You like the idea of surfing on… air? Hoverboards are sorta here! By Lexus!
Fuck nostalgia. Fuck the good ol’ days. Today is the best time to be alive in history. Why? Because shit like this comes across your desk:
“Lexus has worked with experts in super-conductive technology to create one of the most advanced Hoverboards the world has seen.”
That’s the second sentence of an oddly amateur-looking press release I received today. Lexus, purveyor of slightly-better-than-Toyota cars and SUVs, has tried their hand at The Most Advanced Hoverboard the World Has Seen.
Is it coincidence that the hoverboard heavy world depicted in Back to the Future 2 was a fictional 2015?
Anyhow, Lexus worked with superconductivity vets, hoping to use magnetic levitation with conductors cooled by liquid nitrogen and permanent magnets. The result?
“Frictionless movement.”
Imagine, literally floating in air, frictionless.
Alas, there’s a catch.
Two catches, actually: One, it only hovers in a controlled environment. I imagine one with a magnetic surface? And two, like cruel fucking assholes, Lexus and co. won’t be selling these slick sleds.

The Hoverboard was developed as part of Lexus’ new Amazing in Motion campaign, which is one big PR wet dream—Lexus’s engineers get to live out some childhood fantasies, everyone guffaws at their bold, brash ingenuity, and in the end they don’t have to actually make anything that is actually production-ready.

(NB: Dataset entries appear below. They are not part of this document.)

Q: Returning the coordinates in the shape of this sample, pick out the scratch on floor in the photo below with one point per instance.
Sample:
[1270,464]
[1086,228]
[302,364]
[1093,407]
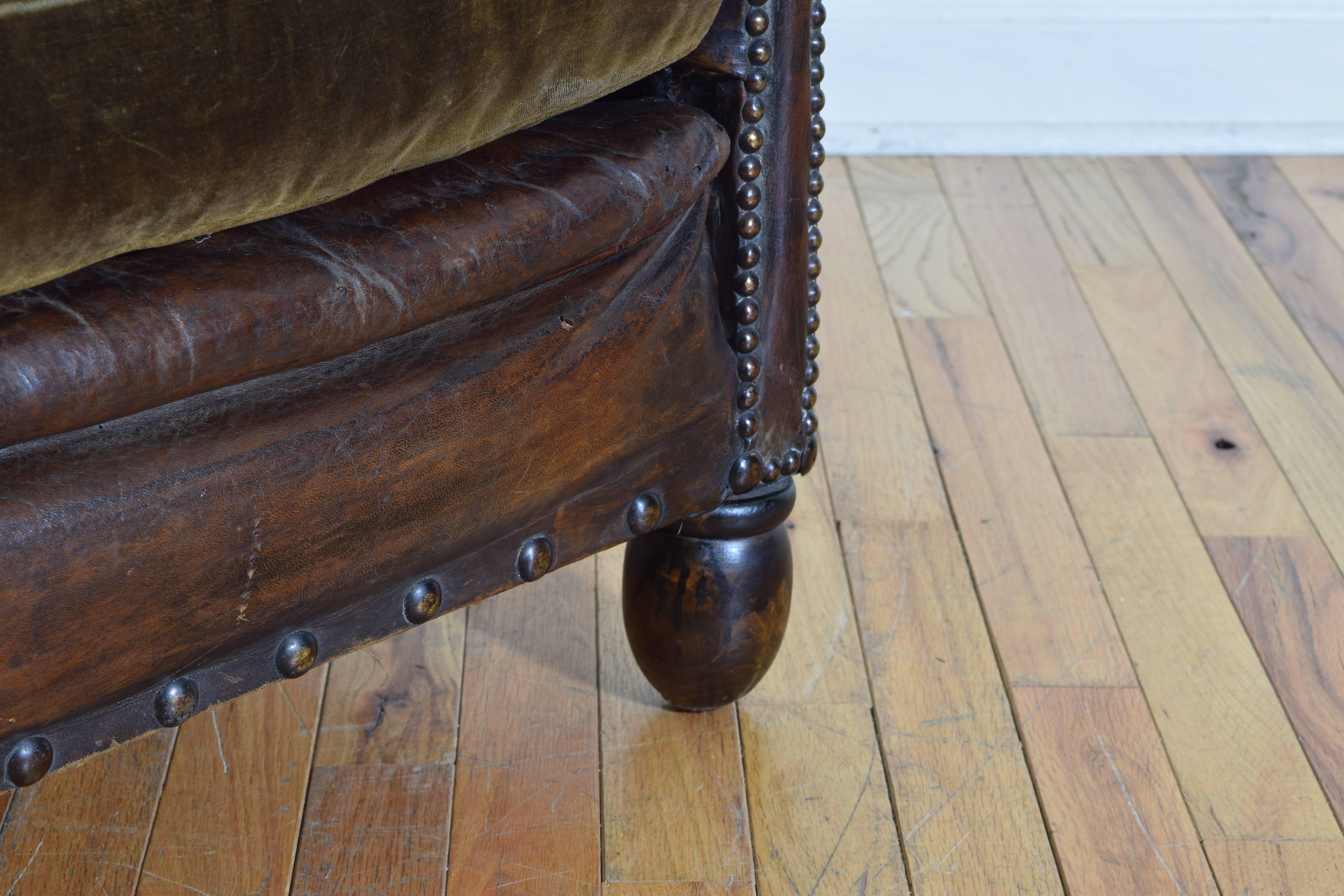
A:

Here’s how EVP Mark Templin laid it all out: “At Lexus we constantly challenge ourselves and our partners to push the boundaries of what is possible. That determination, combined with our passion and expertise…” and it sort of goes on like that for a while. Whatever.
For all the self-congratulatory edicts, there’s not actually any footage of anyone riding one of the things. The promotional video shows a skateboarder rolling up on a trusty four-wheeled steed, then dismounting for the Hoverboard. His black, crepe-soled shoes threaten to light upon the Hoverboard’s deck, a plume of dry ice smoke rising from its seams.
And then, like so many dreams, it cuts to black.